The mischief is that the moment a girl leaves school her education ceases, and this at the very age when she is most capable of being led into higher grades of thought and feeling. It is futile to close our eyes to facts, however painful they may be; and it is best at once to recognise that the present day necessities of a workman's life make it imperative that his daughters in part leave the home-life and go out to work. But this fact, unfortunate as it is, does not present insuperable obstacles to a young girl's proper training. Her education can still be carried on in some of her leisure hours, and let employers, for their own sakes, make these as many as possible. It should be conducted in the home by the joint efforts of the parents, but at present the majority of them are incapable of taking up such a task. As a substitute, until a generation of competent mothers and fathers shall arise, a plentiful supply of public evening

classes might do the work which would lead to such happy results if it could but be conducted in the home. No girl should be allowed to reach a marriageable age without having learned something besides the three R's. She should at least be well acquainted with the structure of her own body, and thus be more competent to keep it free from disease. She should be taught the real value of the various kinds of food, and not be left to flounder on in the slough of ignorant superstition concerning articles of diet that hitherto has been a curse to the working classes. She should be sufficiently acquainted with the social and political history of her own country and other countries to be able to discuss intelligently with her future husband the questions of national and international importance that he may take an interest in, so that he need not be compelled to go to the public-house in search of some one who takes an interest in public affairs and whose opinion is worth listening to. Of music she should certainly know sufficient to be able to teach her children in the future simple part-songs, so that their young voices may ever make the home bright and cheerful, however humble it may be. With gentle persuasion, her reading should be restricted to literature that is likely to be of real service in helping her to realise the influential and responsible position she holds in relation to the human race. Such a course will certainly deprive her of the frivolous and unprofitable fiction that women now take so much delight in ; but it will open up to her a field of romance and poetry that will bring to her otherwise prosaic life beauty and inspiration, hope and faith in herself and her fellows. When every workman's daughter is cained up to be an intelligent being, worthy of her sex, then the women of the working classes will feel that their whole duty does not consist in scrubbing and mending, that they have other work to do, no less useful, no less womanly.

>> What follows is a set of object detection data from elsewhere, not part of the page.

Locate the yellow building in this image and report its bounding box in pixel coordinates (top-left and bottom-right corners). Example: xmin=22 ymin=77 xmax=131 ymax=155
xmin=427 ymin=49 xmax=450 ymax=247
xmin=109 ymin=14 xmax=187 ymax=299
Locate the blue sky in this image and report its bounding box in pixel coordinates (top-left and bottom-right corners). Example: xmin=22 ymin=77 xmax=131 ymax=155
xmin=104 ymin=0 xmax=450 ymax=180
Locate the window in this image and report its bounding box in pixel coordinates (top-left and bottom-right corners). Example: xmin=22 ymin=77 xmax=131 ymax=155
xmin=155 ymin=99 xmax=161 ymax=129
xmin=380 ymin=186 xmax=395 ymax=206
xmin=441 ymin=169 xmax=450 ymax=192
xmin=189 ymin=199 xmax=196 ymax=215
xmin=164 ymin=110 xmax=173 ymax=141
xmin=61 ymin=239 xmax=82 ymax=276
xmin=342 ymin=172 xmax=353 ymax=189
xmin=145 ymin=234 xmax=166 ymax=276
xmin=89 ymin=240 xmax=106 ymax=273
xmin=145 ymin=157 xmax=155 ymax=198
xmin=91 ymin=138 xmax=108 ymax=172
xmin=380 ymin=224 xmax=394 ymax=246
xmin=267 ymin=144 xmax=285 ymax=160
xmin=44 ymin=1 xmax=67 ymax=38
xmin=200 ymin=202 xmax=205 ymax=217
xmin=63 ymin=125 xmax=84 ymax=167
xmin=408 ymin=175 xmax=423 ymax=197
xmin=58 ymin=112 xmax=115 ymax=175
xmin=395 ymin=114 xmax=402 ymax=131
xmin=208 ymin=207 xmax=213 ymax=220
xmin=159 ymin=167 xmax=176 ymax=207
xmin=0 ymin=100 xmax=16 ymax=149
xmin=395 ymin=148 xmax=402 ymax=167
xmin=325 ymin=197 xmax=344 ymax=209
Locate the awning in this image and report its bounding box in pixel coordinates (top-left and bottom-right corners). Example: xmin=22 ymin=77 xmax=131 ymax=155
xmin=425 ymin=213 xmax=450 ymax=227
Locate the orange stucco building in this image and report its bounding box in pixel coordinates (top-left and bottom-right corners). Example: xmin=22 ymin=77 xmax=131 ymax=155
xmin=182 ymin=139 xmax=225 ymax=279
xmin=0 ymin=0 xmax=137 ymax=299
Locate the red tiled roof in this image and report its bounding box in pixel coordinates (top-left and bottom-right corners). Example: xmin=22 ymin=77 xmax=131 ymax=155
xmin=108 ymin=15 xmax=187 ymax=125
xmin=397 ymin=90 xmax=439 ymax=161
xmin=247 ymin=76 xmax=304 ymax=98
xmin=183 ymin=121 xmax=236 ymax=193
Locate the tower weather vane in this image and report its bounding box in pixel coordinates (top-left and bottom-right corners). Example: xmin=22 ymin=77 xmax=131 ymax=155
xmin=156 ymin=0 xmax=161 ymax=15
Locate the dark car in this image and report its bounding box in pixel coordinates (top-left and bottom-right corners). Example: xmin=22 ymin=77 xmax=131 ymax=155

The old-fashioned ghosts that are raised up even to-day to frighten those who have faith in the higher education of the people are unworthy of notice. It is said that an educated people will feel themselves above manual labour, and that they will be hopelessly deteriorated by an unwholesome craving to be "genteel." Such prophecies are only made by the prejudiced, the jealous, and those who have selfish reasons for fearing the growth of a well-educated people. Depend upon it, no cobbler enjoys making a good shoe so much as the cobbler whose friends in his leisure hours are Shakspeare and Milton, and no woman is likely to scrub a floor the worse or darn a stocking less neatly for having learned to love George Eliot and Longfellow. It is only by culture that men and women can be brought to realise the full glory and honour of manual labourculture, that is, which embraces not merely the knowledge of facts, but an appreciation of duties-the cultivation of the heart as well as the intellect. A LONDON ARTISAN.